Having averted a strike over the weekend by the Machinists, Chicago-based Boeing faces similar issues in negotiations with its second-largest union, the Society of Professional Engineering Employees in Aerospace. Contracts for three bargaining units of SPEEA, which represents engineers and technical workers, expire in early December.
Boeing is also awaiting arbitration on its practice of subcontracting work to outside companies, a move challenged by Machinists.
With lower commercial jet production and even deeper layoffs still a possibility, the company faces the lingering bitterness of Machinists who face three years of working under a contract they overwhelmingly rejected.
Boeing management has challenges ahead, said David Olson, a labor expert and political science professor at the University of Washington. They have to be concerned about the morale of workers on the factory floor. They can do things that address the morale issue or they can ignore it which I think they would do at their peril. ... If Boeing ignores this, their supposed victory will be a hollow one.
The Machinists union, representing 25,000 production workers, mostly in commercial jet plants in Washington state, Wichita, Kan., and Portland Ore., failed to muster the two-thirds majority needed to call a strike. Although 62 percent voted to reject Boeing's best and final contract proposal on Friday, union bylaws require the membership to adopt the contract if the strike vote fails. It's the first time the union has been unable to back up a contract rejection with a strike vote.
It's a bitter pill, said Dennis Warren, an Everett factory worker who voted to reject the agreement and go on strike. There will be more and more job losses.
For its part, the Machinists union said it plans to keep the pressure on Boeing and preserve as many jobs as it can. It is awaiting an arbitrator's ruling on whether subcontracting at the same time the company has issued layoffs was a violation of a job security clause in the union's 1999 contract.

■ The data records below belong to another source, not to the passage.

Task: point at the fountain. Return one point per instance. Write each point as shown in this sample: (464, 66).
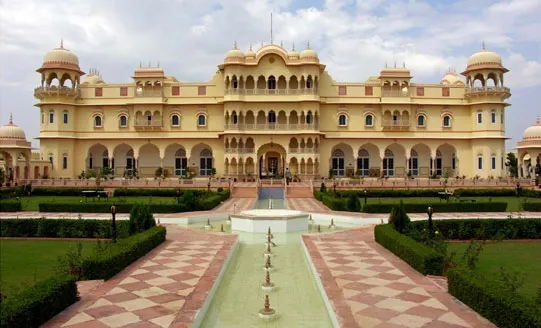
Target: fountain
(267, 313)
(208, 226)
(268, 266)
(278, 220)
(332, 226)
(267, 286)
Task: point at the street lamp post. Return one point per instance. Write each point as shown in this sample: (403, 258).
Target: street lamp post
(430, 224)
(365, 196)
(113, 213)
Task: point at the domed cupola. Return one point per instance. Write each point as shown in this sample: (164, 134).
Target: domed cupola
(93, 77)
(452, 78)
(308, 55)
(293, 54)
(234, 55)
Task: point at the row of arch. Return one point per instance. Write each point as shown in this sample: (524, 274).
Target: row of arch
(271, 82)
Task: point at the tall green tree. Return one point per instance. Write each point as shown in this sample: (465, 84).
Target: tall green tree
(512, 164)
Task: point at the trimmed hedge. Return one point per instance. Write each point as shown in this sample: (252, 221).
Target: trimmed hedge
(492, 301)
(10, 206)
(118, 256)
(421, 257)
(466, 229)
(439, 207)
(35, 305)
(62, 228)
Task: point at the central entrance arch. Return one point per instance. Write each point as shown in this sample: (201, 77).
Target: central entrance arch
(271, 159)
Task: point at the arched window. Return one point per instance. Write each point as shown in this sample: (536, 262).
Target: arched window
(123, 121)
(271, 83)
(363, 163)
(181, 162)
(175, 121)
(201, 120)
(414, 163)
(369, 120)
(205, 161)
(309, 117)
(421, 120)
(338, 163)
(272, 117)
(342, 120)
(388, 163)
(447, 121)
(97, 121)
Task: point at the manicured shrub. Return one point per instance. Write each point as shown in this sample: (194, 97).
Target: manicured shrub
(466, 229)
(10, 206)
(116, 257)
(353, 204)
(421, 257)
(37, 304)
(62, 228)
(491, 300)
(439, 207)
(141, 219)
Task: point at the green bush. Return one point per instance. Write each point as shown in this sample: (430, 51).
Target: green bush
(37, 304)
(116, 257)
(62, 228)
(10, 206)
(141, 219)
(421, 257)
(466, 229)
(439, 207)
(492, 301)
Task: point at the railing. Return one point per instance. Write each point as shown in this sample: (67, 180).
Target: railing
(487, 89)
(272, 92)
(394, 93)
(144, 123)
(148, 93)
(303, 150)
(270, 126)
(239, 150)
(59, 90)
(399, 123)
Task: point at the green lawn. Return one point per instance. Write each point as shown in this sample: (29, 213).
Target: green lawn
(513, 202)
(32, 203)
(521, 256)
(24, 262)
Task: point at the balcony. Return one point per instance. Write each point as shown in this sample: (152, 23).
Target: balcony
(41, 92)
(271, 127)
(396, 124)
(479, 91)
(148, 124)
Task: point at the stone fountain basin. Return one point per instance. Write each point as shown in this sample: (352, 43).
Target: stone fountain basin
(278, 220)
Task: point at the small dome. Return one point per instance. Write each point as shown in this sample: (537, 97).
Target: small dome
(533, 132)
(93, 78)
(234, 54)
(485, 57)
(10, 131)
(309, 54)
(451, 78)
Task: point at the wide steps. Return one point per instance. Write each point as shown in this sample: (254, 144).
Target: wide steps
(299, 192)
(244, 192)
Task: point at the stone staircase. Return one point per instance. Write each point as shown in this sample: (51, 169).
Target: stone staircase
(299, 192)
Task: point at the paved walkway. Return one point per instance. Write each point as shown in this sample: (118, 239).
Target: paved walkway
(370, 287)
(165, 288)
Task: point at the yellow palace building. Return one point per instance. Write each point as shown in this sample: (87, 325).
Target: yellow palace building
(267, 110)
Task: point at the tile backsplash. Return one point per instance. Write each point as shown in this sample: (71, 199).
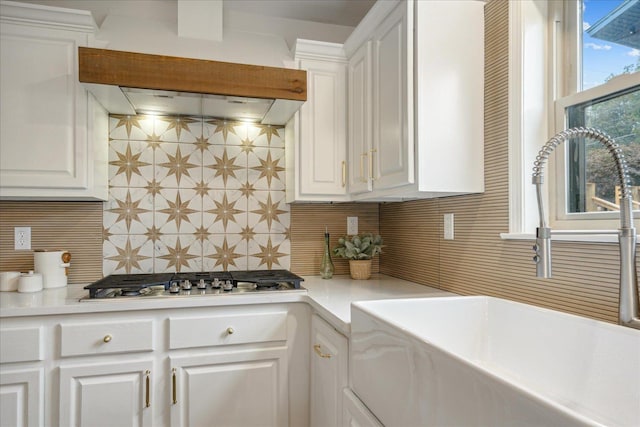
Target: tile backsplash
(193, 194)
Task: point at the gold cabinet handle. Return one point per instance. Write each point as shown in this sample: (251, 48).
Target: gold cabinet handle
(371, 164)
(319, 352)
(344, 174)
(147, 381)
(174, 386)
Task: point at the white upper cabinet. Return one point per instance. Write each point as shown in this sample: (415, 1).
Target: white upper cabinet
(54, 135)
(426, 120)
(360, 126)
(316, 138)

Labor problems only compound the uncertainty Boeing faces. Some of its biggest customers, including United Airlines and American Airlines, have been devastated by the soft economy and the Sept. 11 terrorist attacks. Boeing has negotiated with 58 U.S. and international airline customers to delay delivering more than 500 jets a year's worth of production since the attacks.

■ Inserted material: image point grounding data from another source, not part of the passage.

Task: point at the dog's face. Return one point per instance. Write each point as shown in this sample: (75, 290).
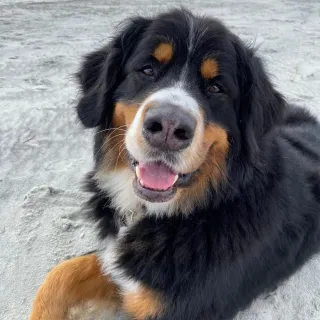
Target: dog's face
(166, 97)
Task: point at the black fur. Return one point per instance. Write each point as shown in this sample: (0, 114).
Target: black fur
(261, 226)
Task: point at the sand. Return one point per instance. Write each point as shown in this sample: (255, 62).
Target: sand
(44, 152)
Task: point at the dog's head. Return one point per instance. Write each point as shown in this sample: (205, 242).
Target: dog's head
(175, 100)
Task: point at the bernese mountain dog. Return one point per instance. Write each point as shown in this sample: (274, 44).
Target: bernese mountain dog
(206, 184)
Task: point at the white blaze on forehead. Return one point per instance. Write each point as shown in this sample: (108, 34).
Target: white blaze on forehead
(175, 96)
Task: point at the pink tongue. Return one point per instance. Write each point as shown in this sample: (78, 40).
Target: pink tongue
(156, 175)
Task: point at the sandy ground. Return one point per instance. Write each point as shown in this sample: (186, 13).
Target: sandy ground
(44, 152)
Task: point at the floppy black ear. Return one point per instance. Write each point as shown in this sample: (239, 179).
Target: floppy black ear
(261, 106)
(101, 73)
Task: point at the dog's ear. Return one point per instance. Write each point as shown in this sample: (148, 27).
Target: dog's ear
(101, 73)
(261, 106)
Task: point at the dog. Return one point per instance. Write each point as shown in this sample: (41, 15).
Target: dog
(206, 183)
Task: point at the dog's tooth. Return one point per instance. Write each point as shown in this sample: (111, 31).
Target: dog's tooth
(138, 172)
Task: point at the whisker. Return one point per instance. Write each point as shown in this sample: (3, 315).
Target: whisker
(109, 129)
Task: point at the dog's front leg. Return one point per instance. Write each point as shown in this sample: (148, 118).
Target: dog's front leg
(74, 289)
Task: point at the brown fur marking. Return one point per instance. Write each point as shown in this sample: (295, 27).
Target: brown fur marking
(215, 148)
(142, 304)
(209, 69)
(163, 52)
(71, 283)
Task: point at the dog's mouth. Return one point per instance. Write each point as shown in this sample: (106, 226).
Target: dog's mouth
(156, 182)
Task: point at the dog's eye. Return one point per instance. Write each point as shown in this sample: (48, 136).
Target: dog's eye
(214, 88)
(148, 71)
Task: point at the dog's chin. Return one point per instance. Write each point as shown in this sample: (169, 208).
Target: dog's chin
(156, 182)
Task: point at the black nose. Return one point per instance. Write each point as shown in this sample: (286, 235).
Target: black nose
(168, 128)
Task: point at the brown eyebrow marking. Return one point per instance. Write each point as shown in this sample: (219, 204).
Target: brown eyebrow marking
(163, 52)
(209, 69)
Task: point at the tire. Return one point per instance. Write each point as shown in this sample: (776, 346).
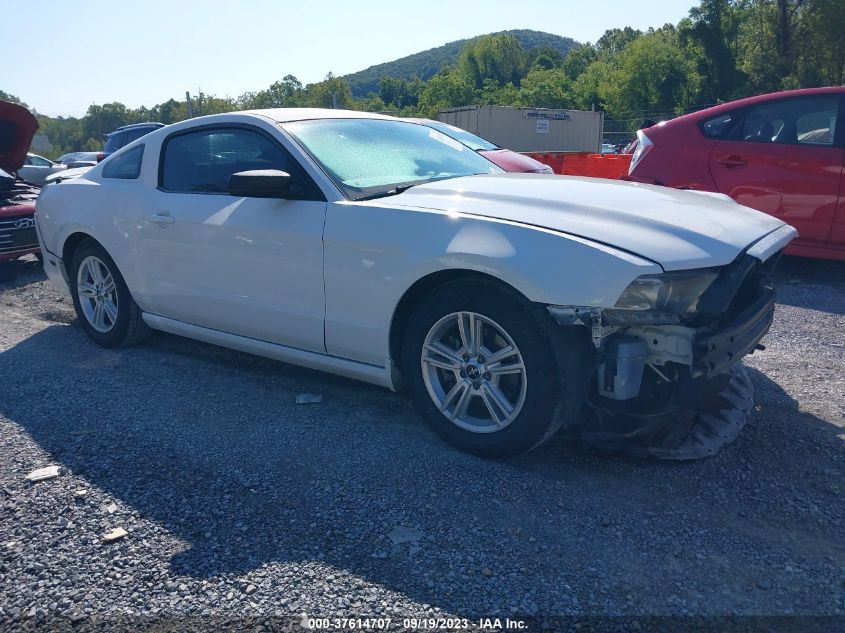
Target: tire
(506, 319)
(704, 417)
(119, 323)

In the past year, Boeing has slashed jetliner production in half, and has laid off nearly 30,000 workers. Boeing Commercial Airplanes chief executive Alan Mulally said the recovery is taking longer than expected and the outlook for 2004 is cloudier.
Like the Machinists, SPEEA objects to its workers being laid off while more work has been outsourced. It is particularly annoyed by the 1993 creation of the Boeing Design Center in Russia, which employs 350 workers doing engineering work that SPEEA said its members should be doing.

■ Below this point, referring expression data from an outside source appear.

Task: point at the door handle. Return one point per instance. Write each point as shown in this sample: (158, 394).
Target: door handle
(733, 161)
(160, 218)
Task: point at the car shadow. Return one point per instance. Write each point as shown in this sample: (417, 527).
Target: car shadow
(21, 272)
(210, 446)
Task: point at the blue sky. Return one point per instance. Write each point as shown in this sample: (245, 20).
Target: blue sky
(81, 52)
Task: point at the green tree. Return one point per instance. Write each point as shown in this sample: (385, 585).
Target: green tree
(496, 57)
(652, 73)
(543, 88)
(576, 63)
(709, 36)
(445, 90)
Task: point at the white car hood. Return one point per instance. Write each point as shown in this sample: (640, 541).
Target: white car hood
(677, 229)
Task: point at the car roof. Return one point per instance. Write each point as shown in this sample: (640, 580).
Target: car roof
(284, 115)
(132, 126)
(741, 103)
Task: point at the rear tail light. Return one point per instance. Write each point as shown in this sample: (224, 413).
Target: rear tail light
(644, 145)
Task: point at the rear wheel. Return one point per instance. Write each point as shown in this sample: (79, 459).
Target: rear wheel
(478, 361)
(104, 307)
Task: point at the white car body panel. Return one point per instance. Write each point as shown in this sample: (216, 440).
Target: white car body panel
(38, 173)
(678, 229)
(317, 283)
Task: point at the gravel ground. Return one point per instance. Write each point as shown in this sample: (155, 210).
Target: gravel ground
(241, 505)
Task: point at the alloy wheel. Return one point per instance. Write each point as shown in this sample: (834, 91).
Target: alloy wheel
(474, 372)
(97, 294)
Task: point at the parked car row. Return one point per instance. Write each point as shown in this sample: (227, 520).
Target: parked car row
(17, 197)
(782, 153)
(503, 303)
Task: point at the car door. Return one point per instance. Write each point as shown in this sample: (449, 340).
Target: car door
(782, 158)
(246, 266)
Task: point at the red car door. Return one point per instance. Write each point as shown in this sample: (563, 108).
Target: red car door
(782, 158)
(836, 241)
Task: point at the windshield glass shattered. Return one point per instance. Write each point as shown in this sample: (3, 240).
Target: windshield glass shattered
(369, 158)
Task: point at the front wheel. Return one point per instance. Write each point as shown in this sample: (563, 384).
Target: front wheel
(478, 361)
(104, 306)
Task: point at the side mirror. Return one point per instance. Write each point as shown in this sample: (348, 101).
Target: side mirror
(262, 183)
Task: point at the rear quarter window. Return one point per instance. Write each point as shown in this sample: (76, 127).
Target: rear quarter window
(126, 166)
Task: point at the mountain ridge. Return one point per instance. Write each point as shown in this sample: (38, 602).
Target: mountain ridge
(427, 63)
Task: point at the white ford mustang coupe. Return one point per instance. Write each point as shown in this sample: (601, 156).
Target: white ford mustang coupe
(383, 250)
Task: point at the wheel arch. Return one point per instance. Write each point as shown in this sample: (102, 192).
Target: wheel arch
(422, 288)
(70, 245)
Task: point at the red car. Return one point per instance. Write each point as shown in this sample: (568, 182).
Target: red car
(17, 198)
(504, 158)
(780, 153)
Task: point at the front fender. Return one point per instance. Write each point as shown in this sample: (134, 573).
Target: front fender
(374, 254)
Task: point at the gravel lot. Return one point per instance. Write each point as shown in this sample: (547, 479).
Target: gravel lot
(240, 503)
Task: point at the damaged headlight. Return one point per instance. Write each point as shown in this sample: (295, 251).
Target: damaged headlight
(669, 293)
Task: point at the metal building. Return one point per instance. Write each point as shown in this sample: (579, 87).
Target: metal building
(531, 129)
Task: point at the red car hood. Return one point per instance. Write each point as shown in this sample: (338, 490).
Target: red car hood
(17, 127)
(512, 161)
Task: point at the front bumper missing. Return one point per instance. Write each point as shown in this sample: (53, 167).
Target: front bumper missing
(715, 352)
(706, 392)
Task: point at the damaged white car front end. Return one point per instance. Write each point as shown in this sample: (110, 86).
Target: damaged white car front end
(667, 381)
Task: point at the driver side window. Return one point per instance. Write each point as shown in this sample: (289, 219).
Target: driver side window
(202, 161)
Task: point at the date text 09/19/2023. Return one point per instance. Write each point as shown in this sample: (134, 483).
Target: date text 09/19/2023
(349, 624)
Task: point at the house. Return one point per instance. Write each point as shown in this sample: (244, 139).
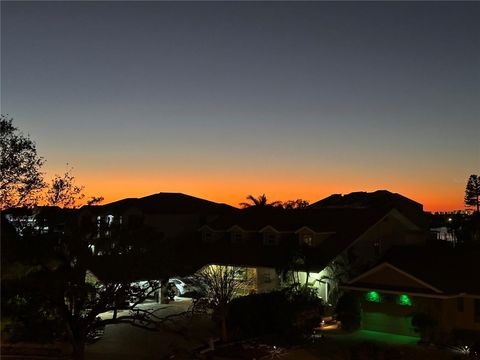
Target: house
(311, 241)
(441, 284)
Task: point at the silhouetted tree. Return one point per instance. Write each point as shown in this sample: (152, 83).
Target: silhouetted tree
(63, 192)
(295, 204)
(51, 272)
(21, 181)
(95, 200)
(223, 284)
(472, 192)
(260, 201)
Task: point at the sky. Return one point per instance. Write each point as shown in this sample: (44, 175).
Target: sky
(224, 99)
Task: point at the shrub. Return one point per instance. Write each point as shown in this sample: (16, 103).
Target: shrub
(349, 312)
(282, 312)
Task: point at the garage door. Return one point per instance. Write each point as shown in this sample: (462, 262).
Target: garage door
(395, 324)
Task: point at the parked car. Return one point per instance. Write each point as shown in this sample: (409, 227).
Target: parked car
(186, 286)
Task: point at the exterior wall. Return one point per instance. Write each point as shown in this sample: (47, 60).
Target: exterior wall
(464, 319)
(267, 280)
(444, 311)
(392, 277)
(317, 281)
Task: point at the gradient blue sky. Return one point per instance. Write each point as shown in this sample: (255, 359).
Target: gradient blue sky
(224, 99)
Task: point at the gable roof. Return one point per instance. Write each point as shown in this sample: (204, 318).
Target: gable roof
(386, 275)
(446, 271)
(345, 226)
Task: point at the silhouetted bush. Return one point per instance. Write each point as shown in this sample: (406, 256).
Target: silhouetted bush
(349, 312)
(281, 312)
(424, 325)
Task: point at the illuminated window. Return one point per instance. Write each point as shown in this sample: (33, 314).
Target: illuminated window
(207, 236)
(404, 300)
(307, 239)
(377, 247)
(372, 296)
(237, 237)
(460, 305)
(270, 239)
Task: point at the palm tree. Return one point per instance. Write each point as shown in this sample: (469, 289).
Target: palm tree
(260, 201)
(295, 204)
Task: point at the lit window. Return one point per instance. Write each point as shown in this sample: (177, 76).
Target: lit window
(404, 300)
(207, 236)
(237, 237)
(267, 278)
(307, 239)
(476, 310)
(373, 296)
(270, 239)
(377, 247)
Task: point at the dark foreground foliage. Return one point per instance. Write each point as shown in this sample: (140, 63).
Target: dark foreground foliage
(285, 312)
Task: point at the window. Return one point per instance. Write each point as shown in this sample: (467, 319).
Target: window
(377, 247)
(237, 237)
(240, 274)
(266, 277)
(404, 300)
(307, 239)
(207, 236)
(372, 296)
(476, 310)
(270, 239)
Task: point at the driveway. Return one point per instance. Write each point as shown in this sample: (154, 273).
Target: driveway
(180, 336)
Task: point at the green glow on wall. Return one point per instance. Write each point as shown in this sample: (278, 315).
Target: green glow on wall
(404, 300)
(372, 296)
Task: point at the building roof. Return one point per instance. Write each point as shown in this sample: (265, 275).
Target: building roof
(343, 227)
(449, 271)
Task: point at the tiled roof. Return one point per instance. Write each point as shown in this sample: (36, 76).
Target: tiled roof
(452, 271)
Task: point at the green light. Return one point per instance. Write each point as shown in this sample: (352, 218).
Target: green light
(372, 296)
(404, 300)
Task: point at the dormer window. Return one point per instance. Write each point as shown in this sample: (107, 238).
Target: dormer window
(237, 237)
(307, 239)
(207, 236)
(270, 239)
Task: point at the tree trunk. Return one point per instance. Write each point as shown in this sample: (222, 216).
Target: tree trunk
(78, 350)
(224, 333)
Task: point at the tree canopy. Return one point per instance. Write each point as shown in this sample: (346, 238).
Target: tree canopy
(259, 201)
(472, 192)
(21, 179)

SPEEA is negotiating three contracts to cover 19,000 employees primarily in Washington state and Wichita, Kan. The contracts also covers about 1,000 employees in Oregon, California, Texas, Utah and Florida.
In its last contract negotiations, in 1999, the union struck for 40 days.
So far, negotiations are in their early stages and the union hopes to work with Boeing to craft a solution that answers SPEEA's needs as well as Boeing's, said executive director Charles Bofferding.
The company has been discussing business realities, with SPEEA as it had with the Machinists union, said Boeing spokesman John Kvasnosky. The overriding business considerations are the same, he said, including whether there are strategic alliances that we need to help advance our ability to help sell products or to respond to market access.
Boeing needs to keep communicating with its labor force to smooth over upset feelings and to avoid any kind of action or slowdown by Machinists, said Warren Boeker, a professor of strategy at the University of Washington School of Business.
Especially in tough times, you have to explain your point of view, he said. The Boeing message has been pretty clear and pretty succinct that times are really tough.